Frances Burns Linn (September 17, 1873 – May 4, 1962) was an American librarian, the head librarian of the Santa Barbara Library from 1906 to 1943. She was inducted into the California Library Hall of Fame in 2018.

Frances Burns was born in Ohio, the daughter of Helen Scott Burns and George W. Burns. Her father was a Methodist minister in Zanesville, Ohio.[1] She attended the New York State Library School, and worked as a librarian in Norwalk, Ohio in 1902.[2] She was a young widow when she moved to California in 1906.[3]

Career

Linn became head librarian of the Santa Barbara Public Library in 1906, during a state-wide expansion of free library services in California.[4] In 1914, she toured eastern and midwestern cities to study public library facilities,[5] and used a Carnegie Foundation grant to fund the city's new public library building,[6] which opened in 1917.[7][8] The King of Belgium visited the library in 1921.[9] The Santa Barbara Library building was badly damaged in an earthquake in 1925, but reopened in 1926, and added the Faulkner Gallery in 1930.[10][11]

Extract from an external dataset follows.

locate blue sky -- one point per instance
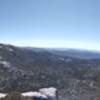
(51, 23)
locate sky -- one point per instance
(51, 23)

Linn held various leadership positions with the California Library Association during her career, from district officer to president (in 1928).[12][13] As county librarian, she was involved in the establishment of 59 public libraries in Santa Barbara County.[14]

Linn explained her motivations and goals for librarianship when she said, "The library can be the means of building up the neighborhood life and community spirit. It can be the common interest in the small towns where differences of creed and politics and social position separate the people, dissipating the forces for good."[15][3]